When youtube became popular last year I found it intriguing. Even though I had been making and sharing videos on the web for years without a problem, the youtube mechanism lowered the bar for everyone. Anyone with a computer and enough creative spark to push start on their camera suddenly had an audience, a video management system, and a community to play to.
I bought an Xacti video camera. Small enough to fit in a pocket, and fairly inexpensive, it could give me the option of recording things I might want to share. All my experiences could be sharable. Everyday we live stories, why not tell them?
The problem is, having the instrument doesn’t give you something to play. I think telling stories and sharing human experience is fundamental to how we connect with others, and in general, we’re all terrible at it. I realized I have no idea about how stories are constructed. I like hearing the stories of others, and it’s easy to criticize stories in terms of how they could be better, but when it comes to starting from scratch, I can’t see the shapes in my own building blocks. Stories have patterns, basic elements, that blend together into a yarn. I suppose the best way is not to overthink it, but just start doing it. Learn by trial and error. Bring some kind of structure to it and see what happens. Like anything else, with practice, the patterns will begin to emerge.
Look Closely
Yesterday may have been the warmest day until next spring. It was supposed to be 72 degrees – but for most of the day it was in the 60’s. I think I finally regained a sense of hope for motorcycle riding around Kansas City. I rode North for 20 miles to end up on some roads near Smithville Lake. Small beautiful country roads with only one or two lanes. One of them almost kicked my ass as I approached a corner with a 15 MPH speed marker that I neglected to see. I was going a bit faster than that and almost ran of the road. I only noticed the sign because I had a camera strapped to my head and saw it in the video replay.
Further up the road I found myself riding into an amazing phenomena. A swarm of hundreds of black birds were covering the ground around a curve in the road ahead. As I road towards them they began to lift up from the ground but there were so many that they formed a cloud all around me like a giant cloud of bats. It was an amazing feeling to feel cradled and swallowed by a cloud of flying creatures. I went up the road, turned around, and came back and they did it again. I was really glad to have the camera on for that.

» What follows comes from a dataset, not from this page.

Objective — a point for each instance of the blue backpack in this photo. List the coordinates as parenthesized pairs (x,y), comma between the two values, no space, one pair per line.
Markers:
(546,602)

I was also glad to have found those roads. I had begun to lose hope. I like taking motorcycle rides, and was beginning to conclude that there was nothing interesting nearby. But a few minutes on the highway is all it takes to get out into the country, and I can deal with that. I turned around and came home a little early. Daylight savings time had set in the night before and I wanted to get home to help Kim with the yard. But when I got home she was all finished.
Another thing I discovered this weekend is that what I thought was a new brood of two black mollies turned out to be five on Friday night, and then 7 on Saturday night. So Kim’s two fish have now turned into 11 over the last two months. It also serves as another reminder that the closer I look at things, the more I discover about them.